Bu bir “Türk Bahar” mı?

Hayır! Türkiye’yle ilgilenen herkesin çok iyi bildiği gibi, aslında Kürd baharı da olan bu bahar on beş yıl önce başlamıştı. Uzun bir süredir ülke “emsalsiz davalar” etrafında oluşan hareketlerin doğuşuna tanık olmaktadır. Geleneksel çevrelerin dışına çıkan bu protestocular cumhuriyetçi vatandaşlık tanımını sorgulamayı başarıyorlar. Feminist hareket, LGBT hareketi, ordu karşıtları, çevreciler ve gençlik grupları dinamik ve çoklu-örgütlenme biçimleriyle şekillenen bir eylem alanı yarattılar.

Bu heterojen grupları birbirine bağlayan şey, toplumsal ilişkilerin cinsiyet ve etnik köken ile birbiri içine geçmiş yapısında tezahür eden Türk otoriter yönetim sistemidir. Sistemin baskısı bu farklı gruplar arasında bir yakınlaşma, ortaklık ve işbirliği kurulmasına yol açıyor. İstanbul’da Türkiyeli Ermeni gazeteci Hrant Dink’in Ocak 2007’de suikasta kurban gitmesinden bu yana militan pratiklerde bir çeşitlenmeye tanık oluyoruz. Kurulan platformlar ve ağlar fikirlerin, kavramların ve hak taleplerinin yayılmasını kolaylaştırıyor.

Gezi etrafında oluşan bu toplumsal seferberlik, gücünü çoğulluğundan, otonom oluşundan ve yaratıcılığından almaktadır. Bu güç sayesinde de eylem, fırsatçıların eline düşmeden ve kışkırtmalara pirim vermeden devam edecektir. Türkiyeli dostlarım otoriter Türkiye’den farklı bir görüntü sergiliyorlar: toplumsal devrim. On beş yıldır süregelen ve bunca yıllık mücadelede zenginleşen bir Mayıs 68 hareketi bu. Bu nedenle, ben iyimserim.
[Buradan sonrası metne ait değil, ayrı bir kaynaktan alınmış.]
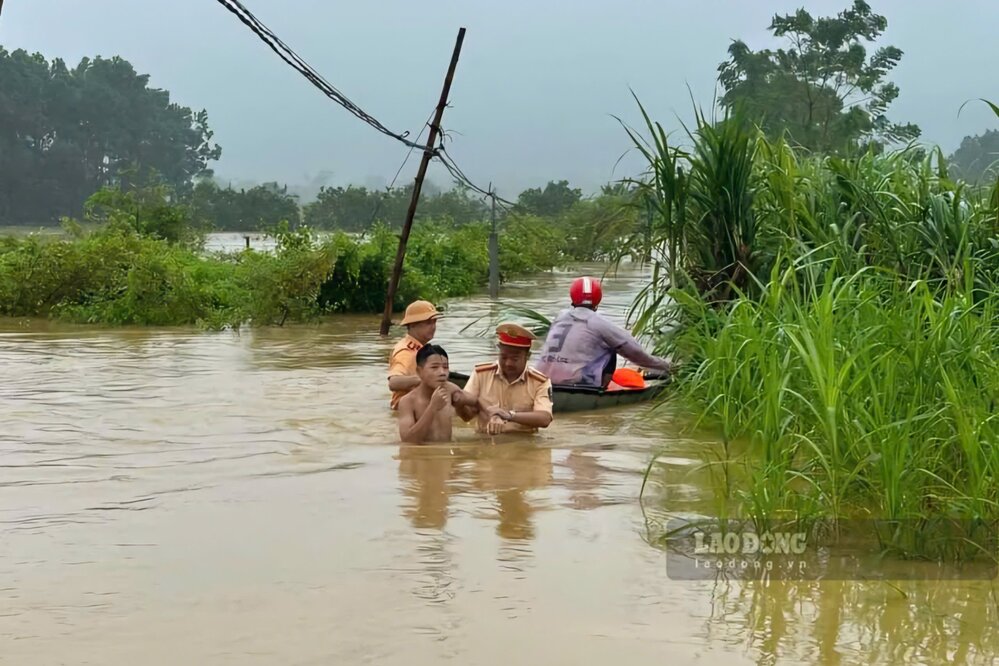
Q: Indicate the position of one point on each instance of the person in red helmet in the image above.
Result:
(582, 345)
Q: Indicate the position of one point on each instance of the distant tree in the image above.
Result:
(355, 209)
(261, 207)
(350, 208)
(553, 200)
(823, 90)
(977, 159)
(67, 133)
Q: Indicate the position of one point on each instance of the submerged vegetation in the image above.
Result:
(838, 317)
(139, 261)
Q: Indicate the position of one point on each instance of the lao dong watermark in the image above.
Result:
(853, 550)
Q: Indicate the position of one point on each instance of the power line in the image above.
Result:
(291, 58)
(288, 55)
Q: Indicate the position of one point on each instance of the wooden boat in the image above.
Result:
(569, 398)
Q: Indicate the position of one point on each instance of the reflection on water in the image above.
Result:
(174, 496)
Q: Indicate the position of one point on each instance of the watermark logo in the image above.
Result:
(750, 543)
(847, 550)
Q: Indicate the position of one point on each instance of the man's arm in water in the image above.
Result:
(622, 342)
(466, 402)
(403, 382)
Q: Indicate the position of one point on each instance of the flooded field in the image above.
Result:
(175, 496)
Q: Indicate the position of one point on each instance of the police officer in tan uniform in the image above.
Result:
(506, 395)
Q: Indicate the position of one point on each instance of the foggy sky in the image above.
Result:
(535, 90)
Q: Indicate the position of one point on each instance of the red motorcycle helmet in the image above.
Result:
(585, 291)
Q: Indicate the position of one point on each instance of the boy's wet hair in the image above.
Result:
(426, 351)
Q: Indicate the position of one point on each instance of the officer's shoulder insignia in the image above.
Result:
(537, 374)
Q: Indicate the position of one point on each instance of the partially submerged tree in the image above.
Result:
(823, 89)
(977, 159)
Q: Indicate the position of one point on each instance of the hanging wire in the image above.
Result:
(289, 56)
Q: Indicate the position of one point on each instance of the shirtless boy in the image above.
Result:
(426, 412)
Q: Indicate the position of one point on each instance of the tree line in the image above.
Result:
(66, 133)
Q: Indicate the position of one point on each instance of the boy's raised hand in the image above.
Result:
(440, 399)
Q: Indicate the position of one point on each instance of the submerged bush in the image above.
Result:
(837, 319)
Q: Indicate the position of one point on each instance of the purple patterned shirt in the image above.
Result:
(580, 343)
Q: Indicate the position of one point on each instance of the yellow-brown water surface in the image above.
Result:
(183, 497)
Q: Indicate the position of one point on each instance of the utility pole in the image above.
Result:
(435, 127)
(493, 250)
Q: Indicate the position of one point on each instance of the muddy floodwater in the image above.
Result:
(183, 497)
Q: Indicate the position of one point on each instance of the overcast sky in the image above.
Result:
(536, 87)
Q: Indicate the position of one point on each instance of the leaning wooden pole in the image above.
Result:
(435, 127)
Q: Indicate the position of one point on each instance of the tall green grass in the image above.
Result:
(839, 322)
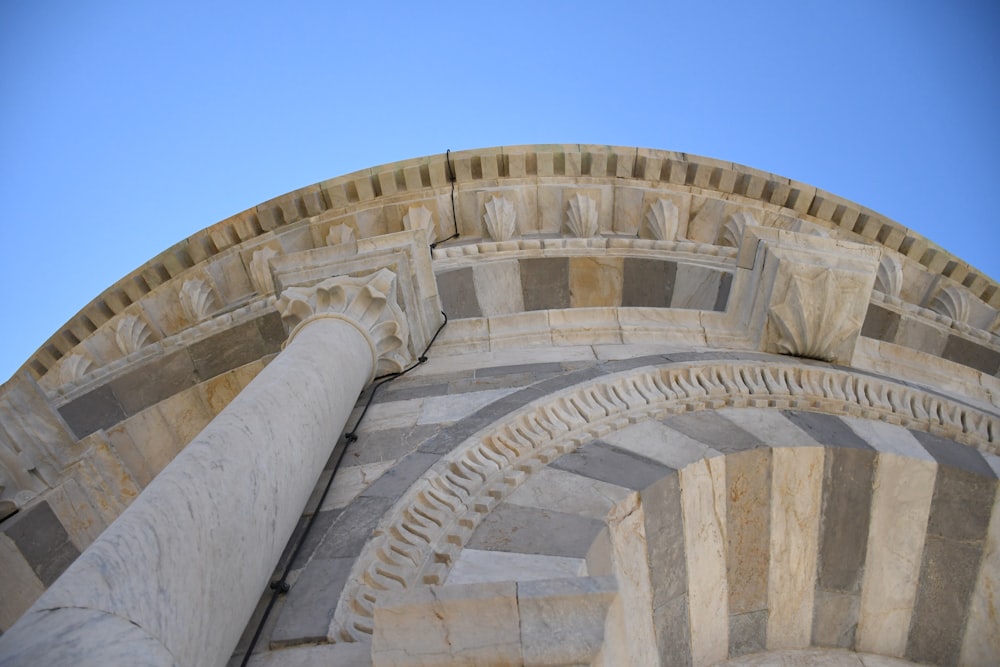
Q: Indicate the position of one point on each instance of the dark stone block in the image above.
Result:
(947, 579)
(545, 283)
(399, 477)
(42, 540)
(714, 430)
(607, 463)
(309, 605)
(530, 530)
(352, 527)
(648, 282)
(458, 294)
(94, 410)
(725, 285)
(665, 540)
(228, 349)
(971, 354)
(155, 381)
(747, 633)
(827, 429)
(951, 453)
(880, 323)
(961, 505)
(846, 511)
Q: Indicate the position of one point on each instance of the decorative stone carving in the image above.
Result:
(500, 218)
(432, 522)
(951, 302)
(661, 220)
(197, 299)
(581, 217)
(131, 334)
(340, 234)
(731, 232)
(260, 272)
(73, 367)
(368, 302)
(889, 277)
(815, 317)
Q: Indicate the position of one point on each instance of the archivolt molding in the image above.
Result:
(368, 301)
(423, 535)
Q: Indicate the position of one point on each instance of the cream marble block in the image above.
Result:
(476, 566)
(561, 491)
(981, 644)
(352, 480)
(631, 566)
(498, 287)
(796, 497)
(901, 502)
(186, 562)
(703, 502)
(660, 443)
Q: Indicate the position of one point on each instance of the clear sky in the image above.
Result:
(127, 126)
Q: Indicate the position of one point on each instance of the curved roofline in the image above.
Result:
(392, 181)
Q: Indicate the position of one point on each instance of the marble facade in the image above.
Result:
(682, 412)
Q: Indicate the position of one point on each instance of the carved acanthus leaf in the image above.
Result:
(889, 276)
(370, 301)
(340, 234)
(260, 271)
(731, 232)
(661, 220)
(197, 299)
(952, 302)
(581, 217)
(815, 317)
(131, 334)
(73, 367)
(500, 218)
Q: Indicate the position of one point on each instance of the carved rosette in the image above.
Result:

LGBT hareketinden dört gecedir Taksim’de uyuyan 22 yaşında bir arkadaşım bana kesin bir tavırla şunu ifade etti: “Herkes bizim çok dağınık olduğumuzu düşünüyor. Ama aslında biz çok organizeyiz”.
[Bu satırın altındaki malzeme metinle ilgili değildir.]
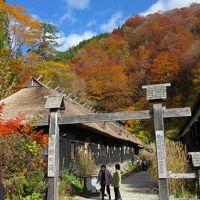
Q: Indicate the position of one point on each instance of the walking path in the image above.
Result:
(134, 187)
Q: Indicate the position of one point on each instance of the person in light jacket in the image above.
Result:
(105, 179)
(116, 182)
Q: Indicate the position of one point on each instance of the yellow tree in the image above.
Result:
(23, 29)
(164, 68)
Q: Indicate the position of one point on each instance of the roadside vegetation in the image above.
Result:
(177, 162)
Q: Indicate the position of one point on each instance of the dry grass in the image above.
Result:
(85, 163)
(177, 161)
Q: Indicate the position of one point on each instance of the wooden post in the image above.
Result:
(161, 151)
(53, 156)
(156, 94)
(54, 103)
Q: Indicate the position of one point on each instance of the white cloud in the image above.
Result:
(91, 23)
(163, 5)
(35, 17)
(78, 4)
(67, 17)
(113, 22)
(72, 40)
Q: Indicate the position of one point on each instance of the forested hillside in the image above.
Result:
(108, 70)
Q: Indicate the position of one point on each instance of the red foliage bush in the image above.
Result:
(16, 125)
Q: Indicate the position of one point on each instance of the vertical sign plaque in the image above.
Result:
(51, 156)
(161, 154)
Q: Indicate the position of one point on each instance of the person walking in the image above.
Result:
(105, 179)
(116, 182)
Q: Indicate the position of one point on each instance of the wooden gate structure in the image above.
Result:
(156, 94)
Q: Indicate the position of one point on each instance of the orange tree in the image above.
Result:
(21, 159)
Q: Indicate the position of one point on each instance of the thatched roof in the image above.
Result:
(29, 100)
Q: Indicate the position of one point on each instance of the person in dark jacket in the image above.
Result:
(2, 191)
(105, 179)
(116, 182)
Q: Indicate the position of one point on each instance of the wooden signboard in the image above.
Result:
(195, 158)
(51, 156)
(155, 92)
(161, 157)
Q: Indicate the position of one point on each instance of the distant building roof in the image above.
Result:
(29, 100)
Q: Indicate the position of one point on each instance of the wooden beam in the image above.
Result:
(176, 112)
(160, 151)
(105, 117)
(182, 175)
(118, 116)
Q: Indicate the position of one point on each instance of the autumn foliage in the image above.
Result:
(110, 69)
(16, 126)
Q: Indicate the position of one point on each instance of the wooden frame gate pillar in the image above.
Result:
(155, 93)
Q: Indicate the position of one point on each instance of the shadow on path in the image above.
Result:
(134, 187)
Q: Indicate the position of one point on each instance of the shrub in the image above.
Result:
(177, 161)
(65, 188)
(21, 159)
(75, 181)
(85, 163)
(21, 162)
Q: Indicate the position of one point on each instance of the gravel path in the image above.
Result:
(134, 187)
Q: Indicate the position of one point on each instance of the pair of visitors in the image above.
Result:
(105, 179)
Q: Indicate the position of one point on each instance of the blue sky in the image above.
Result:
(81, 19)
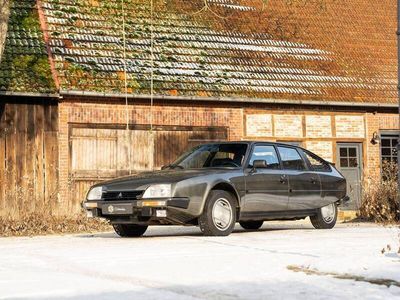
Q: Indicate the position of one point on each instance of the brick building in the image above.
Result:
(322, 75)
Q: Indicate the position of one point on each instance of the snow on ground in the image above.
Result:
(179, 263)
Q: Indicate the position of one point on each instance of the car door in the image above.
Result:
(304, 184)
(266, 188)
(332, 185)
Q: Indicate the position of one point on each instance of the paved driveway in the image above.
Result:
(287, 260)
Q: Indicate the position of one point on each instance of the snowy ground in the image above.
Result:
(179, 263)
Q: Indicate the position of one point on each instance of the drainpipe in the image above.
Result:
(4, 14)
(398, 72)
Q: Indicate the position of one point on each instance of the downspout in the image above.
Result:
(4, 15)
(398, 73)
(43, 27)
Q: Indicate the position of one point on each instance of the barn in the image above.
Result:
(95, 89)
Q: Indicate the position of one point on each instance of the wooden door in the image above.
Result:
(97, 154)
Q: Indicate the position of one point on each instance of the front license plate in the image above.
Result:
(161, 213)
(117, 209)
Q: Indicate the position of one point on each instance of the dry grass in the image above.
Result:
(39, 224)
(381, 199)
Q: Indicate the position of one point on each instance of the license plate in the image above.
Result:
(161, 213)
(117, 209)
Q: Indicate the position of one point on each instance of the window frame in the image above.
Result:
(306, 166)
(383, 134)
(264, 144)
(311, 168)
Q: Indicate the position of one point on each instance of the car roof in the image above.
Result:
(253, 142)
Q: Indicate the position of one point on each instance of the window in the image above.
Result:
(389, 147)
(348, 156)
(291, 159)
(266, 153)
(317, 164)
(291, 143)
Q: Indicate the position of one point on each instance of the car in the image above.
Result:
(216, 185)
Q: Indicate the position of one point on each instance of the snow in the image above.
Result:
(179, 263)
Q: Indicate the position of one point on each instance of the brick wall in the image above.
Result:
(375, 123)
(320, 131)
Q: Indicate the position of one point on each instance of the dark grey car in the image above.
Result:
(216, 185)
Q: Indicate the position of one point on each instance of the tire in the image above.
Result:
(219, 214)
(130, 230)
(326, 217)
(251, 225)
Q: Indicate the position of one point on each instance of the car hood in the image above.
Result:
(141, 180)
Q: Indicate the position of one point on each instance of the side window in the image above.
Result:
(266, 153)
(317, 164)
(291, 159)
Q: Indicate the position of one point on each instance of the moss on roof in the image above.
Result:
(339, 51)
(24, 65)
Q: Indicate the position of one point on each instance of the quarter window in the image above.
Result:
(291, 159)
(317, 164)
(266, 153)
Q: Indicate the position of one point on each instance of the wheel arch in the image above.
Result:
(228, 187)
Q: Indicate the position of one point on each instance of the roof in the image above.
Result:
(325, 50)
(24, 65)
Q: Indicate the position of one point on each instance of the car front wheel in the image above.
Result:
(130, 230)
(218, 218)
(326, 217)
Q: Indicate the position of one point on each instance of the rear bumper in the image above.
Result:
(171, 210)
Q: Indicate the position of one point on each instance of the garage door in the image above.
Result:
(98, 154)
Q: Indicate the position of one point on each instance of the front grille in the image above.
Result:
(125, 195)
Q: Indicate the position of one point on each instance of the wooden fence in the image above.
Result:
(28, 157)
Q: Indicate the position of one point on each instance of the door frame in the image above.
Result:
(360, 156)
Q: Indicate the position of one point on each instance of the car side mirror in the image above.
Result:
(260, 164)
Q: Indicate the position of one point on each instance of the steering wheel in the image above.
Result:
(230, 164)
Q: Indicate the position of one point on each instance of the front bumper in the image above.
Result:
(171, 210)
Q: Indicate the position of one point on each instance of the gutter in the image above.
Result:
(231, 99)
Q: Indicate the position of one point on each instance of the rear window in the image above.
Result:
(317, 164)
(291, 159)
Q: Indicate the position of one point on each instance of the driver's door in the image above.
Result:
(267, 188)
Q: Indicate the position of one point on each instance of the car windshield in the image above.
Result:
(212, 156)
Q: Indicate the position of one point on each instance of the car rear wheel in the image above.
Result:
(251, 225)
(326, 217)
(130, 230)
(218, 218)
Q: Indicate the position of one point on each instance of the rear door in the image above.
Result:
(266, 189)
(332, 184)
(304, 184)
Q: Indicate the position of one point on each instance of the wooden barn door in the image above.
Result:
(98, 154)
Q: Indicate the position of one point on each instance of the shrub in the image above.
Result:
(41, 224)
(381, 196)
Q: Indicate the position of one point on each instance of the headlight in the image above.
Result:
(158, 191)
(95, 193)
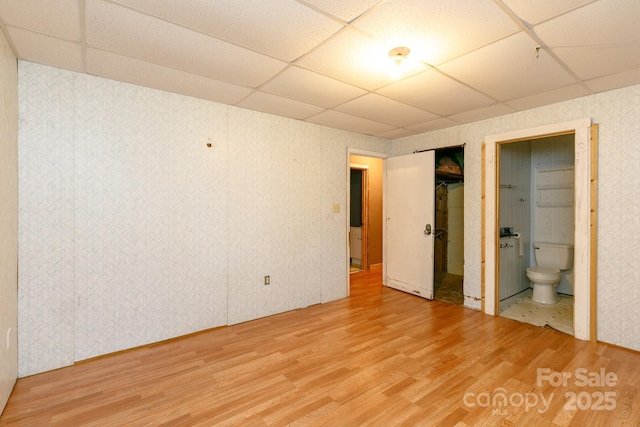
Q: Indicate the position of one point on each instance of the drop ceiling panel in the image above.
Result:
(344, 10)
(509, 69)
(133, 34)
(60, 18)
(483, 113)
(435, 30)
(47, 50)
(609, 44)
(129, 70)
(279, 106)
(356, 59)
(435, 92)
(396, 133)
(615, 81)
(312, 88)
(534, 12)
(432, 125)
(470, 59)
(551, 97)
(336, 119)
(284, 29)
(384, 110)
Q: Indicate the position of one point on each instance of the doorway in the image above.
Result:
(585, 146)
(365, 212)
(535, 206)
(449, 225)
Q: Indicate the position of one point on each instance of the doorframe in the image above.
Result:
(584, 246)
(364, 241)
(363, 153)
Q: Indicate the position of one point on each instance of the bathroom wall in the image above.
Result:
(8, 220)
(553, 224)
(133, 231)
(618, 204)
(515, 211)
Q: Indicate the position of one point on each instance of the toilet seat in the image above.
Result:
(541, 269)
(544, 275)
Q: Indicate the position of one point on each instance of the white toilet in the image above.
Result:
(551, 259)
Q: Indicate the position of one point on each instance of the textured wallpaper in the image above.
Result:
(618, 202)
(134, 231)
(8, 219)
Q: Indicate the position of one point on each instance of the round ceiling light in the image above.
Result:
(398, 54)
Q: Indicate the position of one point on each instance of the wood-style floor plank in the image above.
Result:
(378, 358)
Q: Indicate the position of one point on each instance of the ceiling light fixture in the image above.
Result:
(398, 55)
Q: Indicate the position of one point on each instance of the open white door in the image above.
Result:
(410, 215)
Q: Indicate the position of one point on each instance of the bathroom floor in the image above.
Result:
(558, 316)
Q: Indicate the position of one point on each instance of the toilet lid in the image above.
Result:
(543, 270)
Tiyatro sanatçısı Şebnem Sönmez’in dediği gibi : “Meydanlarımız, parklarımız, kıyılarımız ve ormanlarımız için buradayız! Bir ağacın bir umut olduğunu birbirimizden öğrendik. Gezi Parkı’nda sadece ağaç ekmedik biz, aynı zamanda demokrasi ve umut da ektik”.